Day 43 - Scaled Dot-Product Attention Deep Dive

Date: 2025-11-05 (Wednesday)
Status: “Done”


Scaled Dot-Product Attention: The Core Mechanism

This is the heart and soul of transformers. Understanding this deeply is critical.


The Attention Formula

           (Q × K^T)
Attention(Q, K, V) = softmax(─────────) × V
                      √(d_k)

Where:

  • Q = Query matrix (what are we looking for?)
  • K = Key matrix (what can we attend to?)
  • V = Value matrix (what information do we get?)
  • d_k = dimension of keys (usually 64)

Step-by-Step Computation

Let’s compute attention for a simple example:

Input Sentence: “I am happy”

Setup Phase

Step 1: Create Word Embeddings

I:      [0.1, 0.2, 0.3]
am:     [0.4, 0.5, 0.6]
happy:  [0.7, 0.8, 0.9]

Step 2: Convert to Q, K, V In practice, we learn linear projections:

Q = Embedding × W_q
K = Embedding × W_k
V = Embedding × W_v

For simplicity, let’s say:

Q = [0.1, 0.2, 0.3]    K = [0.1, 0.2, 0.3]    V = [0.1, 0.2, 0.3]
    [0.4, 0.5, 0.6]        [0.4, 0.5, 0.6]        [0.4, 0.5, 0.6]
    [0.7, 0.8, 0.9]        [0.7, 0.8, 0.9]        [0.7, 0.8, 0.9]

(In reality, Q, K, V would be different projections, but this shows the concept)

Computation Phase

Step 3: Compute Q × K^T (dot products)

Q × K^T = [0.1, 0.2, 0.3]   [0.1, 0.4, 0.7]
          [0.4, 0.5, 0.6] × [0.2, 0.5, 0.8]
          [0.7, 0.8, 0.9]   [0.3, 0.6, 0.9]

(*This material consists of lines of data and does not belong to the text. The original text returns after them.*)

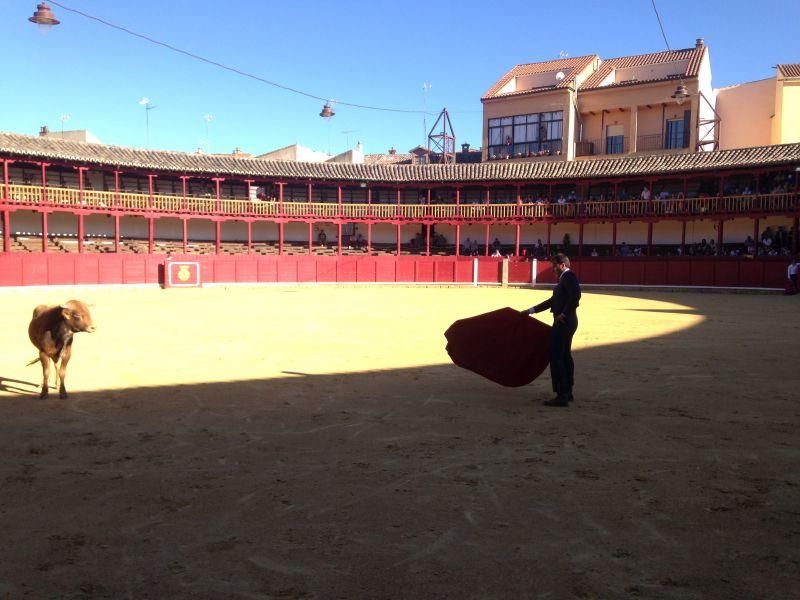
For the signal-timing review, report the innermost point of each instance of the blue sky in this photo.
(376, 53)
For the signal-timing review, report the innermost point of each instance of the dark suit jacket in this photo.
(566, 296)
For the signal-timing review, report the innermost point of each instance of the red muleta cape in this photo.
(504, 346)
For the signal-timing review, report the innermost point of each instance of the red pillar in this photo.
(683, 238)
(218, 181)
(755, 236)
(6, 181)
(614, 238)
(116, 189)
(81, 195)
(44, 231)
(7, 233)
(80, 233)
(44, 181)
(150, 191)
(184, 179)
(428, 239)
(150, 228)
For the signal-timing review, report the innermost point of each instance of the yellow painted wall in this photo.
(746, 112)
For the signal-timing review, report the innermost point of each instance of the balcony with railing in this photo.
(36, 197)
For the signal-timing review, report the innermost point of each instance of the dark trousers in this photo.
(562, 368)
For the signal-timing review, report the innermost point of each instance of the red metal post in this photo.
(683, 238)
(150, 227)
(614, 238)
(428, 239)
(80, 233)
(6, 181)
(184, 179)
(218, 181)
(398, 231)
(185, 235)
(116, 189)
(44, 231)
(44, 181)
(755, 236)
(81, 187)
(6, 232)
(150, 191)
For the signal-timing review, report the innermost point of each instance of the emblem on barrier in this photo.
(183, 273)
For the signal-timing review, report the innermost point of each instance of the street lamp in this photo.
(44, 17)
(208, 118)
(64, 119)
(148, 106)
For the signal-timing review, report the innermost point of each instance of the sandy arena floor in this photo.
(316, 442)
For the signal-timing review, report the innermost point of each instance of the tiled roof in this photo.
(103, 156)
(570, 67)
(387, 159)
(693, 55)
(789, 70)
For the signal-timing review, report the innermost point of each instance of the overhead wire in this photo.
(233, 69)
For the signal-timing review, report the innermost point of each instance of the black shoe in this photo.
(557, 401)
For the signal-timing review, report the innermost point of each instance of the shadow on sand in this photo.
(674, 475)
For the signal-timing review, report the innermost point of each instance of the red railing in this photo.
(138, 203)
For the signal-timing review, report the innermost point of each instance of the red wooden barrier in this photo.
(22, 269)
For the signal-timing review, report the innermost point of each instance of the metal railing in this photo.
(35, 196)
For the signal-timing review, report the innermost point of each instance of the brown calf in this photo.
(51, 331)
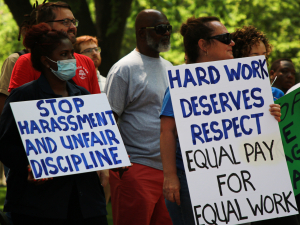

Q₁·K₁ = 0.1×0.1 + 0.2×0.2 + 0.3×0.3 = 0.01 + 0.04 + 0.09 = 0.14
Q₁·K₂ = 0.1×0.4 + 0.2×0.5 + 0.3×0.6 = 0.04 + 0.10 + 0.18 = 0.32
Q₁·K₃ = 0.1×0.7 + 0.2×0.8 + 0.3×0.9 = 0.07 + 0.16 + 0.27 = 0.50

Result matrix:
[0.14, 0.32, 0.50]
[0.32, 0.77, 1.22]
[0.50, 1.22, 1.94]

Interpretation:

  • Q₁ (query for “I”) has similarity scores: [0.14, 0.32, 0.50]
    • 0.14 with “I” itself
    • 0.32 with “am”
    • 0.50 with “happy”

Step 4: Scale by √d_k

d_k = 3 (embedding dimension), so √d_k = √3 ≈ 1.73

Scaled matrix = Q×K^T / √3:
[0.14/1.73, 0.32/1.73, 0.50/1.73]     [0.08, 0.18, 0.29]
[0.32/1.73, 0.77/1.73, 1.22/1.73]  =  [0.18, 0.44, 0.70]
[0.50/1.73, 1.22/1.73, 1.94/1.73]     [0.29, 0.70, 1.12]

Why scale?

  • When d_k is large (e.g., 64), dot products get very large
  • Large numbers cause softmax to have very small gradients (saturation)
  • Scaling by √d_k keeps numbers in reasonable range for training

Step 5: Apply Softmax

Softmax converts scores to probabilities (sum to 1):

softmax(x) = exp(x) / sum(exp(x))

For first row [0.08, 0.18, 0.29]:
exp(0.08) ≈ 1.083
exp(0.18) ≈ 1.197
exp(0.29) ≈ 1.336
Sum ≈ 3.616

Probabilities:
[1.083/3.616, 1.197/3.616, 1.336/3.616] ≈ [0.30, 0.33, 0.37]

All three rows:

Softmax weights (attention matrix):
[0.30, 0.33, 0.37]
[0.26, 0.37, 0.37]
[0.25, 0.36, 0.39]

Interpretation:

  • Word “I” pays 30% attention to itself, 33% to “am”, 37% to “happy”
  • Word “am” pays 26% attention to “I”, 37% to itself, 37% to “happy”
  • Word “happy” pays 25% to “I”, 36% to “am”, 39% to itself

Step 6: Multiply by Value Matrix (V)

Context = Softmax_weights × V

Context(for "I"):     0.30×[0.1,0.2,0.3] + 0.33×[0.4,0.5,0.6] + 0.37×[0.7,0.8,0.9]
                    = [0.03,0.06,0.09] + [0.13,0.17,0.20] + [0.26,0.30,0.33]
                    = [0.42, 0.53, 0.62]

Context(for "am"):    0.26×[0.1,0.2,0.3] + 0.37×[0.4,0.5,0.6] + 0.37×[0.7,0.8,0.9]
                    = [0.026,0.052,0.078] + [0.148,0.185,0.222] + [0.259,0.296,0.333]
                    = [0.433, 0.533, 0.633]

Context(for "happy"): 0.25×[0.1,0.2,0.3] + 0.36×[0.4,0.5,0.6] + 0.39×[0.7,0.8,0.9]
                    = [0.025,0.05,0.075] + [0.144,0.18,0.216] + [0.273,0.312,0.351]
                    = [0.442, 0.542, 0.642]

Output Context Matrix:

[0.42, 0.53, 0.62]
[0.433, 0.533, 0.633]
[0.442, 0.542, 0.642]

Each word now has a context vector that combines information from all words weighted by attention scores!


Why Scaled Dot-Product Attention?

Aspect Reason
Dot Product Efficient similarity measure (just matrix multiplication)
Scaling Prevents softmax saturation (keeps gradients healthy)
Softmax Converts similarities to normalized weights [0,1]
Multiply by V Gets actual information (weighted combination)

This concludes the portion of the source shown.